UnicodeStrings are like AnsiStrings, but with unicode chars (2 bytes in this case). The default string now (Delphi 2009) maps to UnicodeString.
the type AnsiString has a construct to add a codepage (used to define the characters above 127) hence the CP_OEMCP:
OemString = Type AnsiString(CP_OEMCP);
"Short Strings" are "Ansi" String, because there are only available for backward compatibility of pre-Delphi code.
st: string[3];
will always create a fixed-length "short string" with the current Ansi Code Page / Char Set, since Delphi 2009.
But such short strings are NOT the same than so called AnsiString. There is not code page for short strings. As there is no reference-count for short strings.
The code page exists only for AnsiString type, which are not fixed-length, but variable-length, and reference counted, so a completely diverse type than a short string defined by string[...].
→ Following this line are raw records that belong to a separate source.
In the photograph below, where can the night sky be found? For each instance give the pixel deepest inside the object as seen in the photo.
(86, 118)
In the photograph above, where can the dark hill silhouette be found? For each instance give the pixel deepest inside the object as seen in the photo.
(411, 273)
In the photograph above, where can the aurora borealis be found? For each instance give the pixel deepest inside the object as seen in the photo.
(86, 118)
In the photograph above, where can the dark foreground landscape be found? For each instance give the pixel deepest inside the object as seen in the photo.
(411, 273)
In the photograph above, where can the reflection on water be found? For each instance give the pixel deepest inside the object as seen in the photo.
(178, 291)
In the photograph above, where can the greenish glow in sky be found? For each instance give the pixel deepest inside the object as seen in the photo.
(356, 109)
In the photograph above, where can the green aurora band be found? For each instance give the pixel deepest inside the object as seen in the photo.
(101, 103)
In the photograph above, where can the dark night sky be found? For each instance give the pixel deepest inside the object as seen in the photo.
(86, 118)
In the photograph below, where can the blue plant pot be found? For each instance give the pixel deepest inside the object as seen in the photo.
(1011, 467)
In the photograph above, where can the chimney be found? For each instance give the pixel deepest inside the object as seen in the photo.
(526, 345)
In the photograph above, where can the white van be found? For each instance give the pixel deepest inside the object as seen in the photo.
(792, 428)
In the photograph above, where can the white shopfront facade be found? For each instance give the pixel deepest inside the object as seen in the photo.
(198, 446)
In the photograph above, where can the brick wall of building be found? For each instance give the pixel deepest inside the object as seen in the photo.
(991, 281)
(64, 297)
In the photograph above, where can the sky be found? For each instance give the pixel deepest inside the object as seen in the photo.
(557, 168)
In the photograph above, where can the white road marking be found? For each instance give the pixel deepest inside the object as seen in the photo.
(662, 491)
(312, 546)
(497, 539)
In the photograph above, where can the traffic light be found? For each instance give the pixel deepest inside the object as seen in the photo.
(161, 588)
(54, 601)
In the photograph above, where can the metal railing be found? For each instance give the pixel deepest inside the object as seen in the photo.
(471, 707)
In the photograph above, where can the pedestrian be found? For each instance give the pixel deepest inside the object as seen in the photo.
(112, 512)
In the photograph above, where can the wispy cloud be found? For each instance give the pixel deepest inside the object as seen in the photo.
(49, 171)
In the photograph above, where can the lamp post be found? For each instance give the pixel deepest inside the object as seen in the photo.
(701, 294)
You can't just mix Short String and AnsiString type declaration, by design. Both are called 'strings' but are diverse types.
Here is the mapping of a Short String
st[0] = length(st)
st[1] = 1st char (if any) in st
st[2] = 2nd char (if any) in st
st[3] = 3rd (if any) in st
Here is the memory mapping of an AnsiString or UnicodeString type:
st = nil if st=''
st = PAnsiChar if st<>''
and here is the PSt: PAnsiChar layout:
PWord(PSt-12)^ = code page
PWord(PSt-10)^ = reference count
PInteger(PSt-8)^ = reference count
PInteger(PSt-4)^ = length(st) in AnsiChar or UnicodeChar count
PAnsiChar(PSt) / PWideChar(PSt) = Ansi or Unicode text stored in st, finished by a #0 char (AnsiChar or UnicodeChar)
So if there is some similarities between AnsiString and UnicodeString type, the short string type is totally diverse, and can't be mixed as you wished.
That would only be usefull when String[3] in unicode versions of Delphi defaults to 3 WideChars. That would supprise me, but in case it is, use:
st: array[1..3] of AnsiChar;
The size of an ansistring and unicodestring will grow dynamically. The compiler and runtime code handle all this stuff for you.
See: http://delphi.about.com/od/beginners/l/aa071800a.htm
For a more in depth explanation see: http://www.codexterity.com/delphistrings.htm
The length can be anything from 1 char to 2GB.
But the old ShortString type, the newer string types in Delphi are dynamic. They grow and shrink as needed. You can preallocate a string to a given length calling SetLength(), useful to avoid re-allocating memory if you have to add data piece by piece to a string you know the final length anyway, but even after that the string can still grow and shrink when data are added or deleted.
If you need static strings you can use array[0..n] of chars, whose size won't change dynamically.